As a simple example, the following fails

      network = encoding_network.EncodingNetwork(tf_env.observation_spec(), 
                                                 preprocessing_layers=[tf.keras.layers.Layer()]*5,
                                                 preprocessing_combiner=tf.keras.layers.Concatenate(axis=-1))
      out = network(tf_env.reset().observation)
      network = encoding_network.EncodingNetwork(tf_env.observation_spec(), 
                                                 preprocessing_combiner=tf.keras.layers.Concatenate(axis=-1))
      out = network(tf_env.reset().observation)

It works if I flatten the dictionary before setting the observation spec and while feeding in the observation

      network = encoding_network.EncodingNetwork(tf.nest.flatten(tf_env.observation_spec()), 
                                                 preprocessing_combiner=tf.keras.layers.Concatenate(axis=-1))
      out = network(tf.next.flatten(tf_env.reset().observation))

however, the previous solution requires modifying every call to actor/value networks to ensure that the flattened observations are passed.

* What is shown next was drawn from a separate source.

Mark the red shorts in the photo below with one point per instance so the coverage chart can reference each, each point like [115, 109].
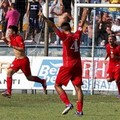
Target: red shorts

Is there no method for feeding in a dictionary of observations in?

ebrevdo commented 4 years ago

For now the simplest solution is probably to pass preprocessing_layers=tf.nest.map_structure(lambda _: tf.keras.layers.Layer(), observation_spec)

We'll soon make this a bit easier with the new Sequential and NestMap networks being supported in addition to ActorDistributionNetwork.

ebrevdo commented 4 years ago

it's sad that the error message is so ugly. basically the structure of your preprocessing_layers must match that of observation_spec; in this case, it must be a dict.

ebrevdo commented 4 years ago

(but when you use tf_agents.networks.Sequential, the first layer can just be tf_agents.networks.NestFlatten() layer.)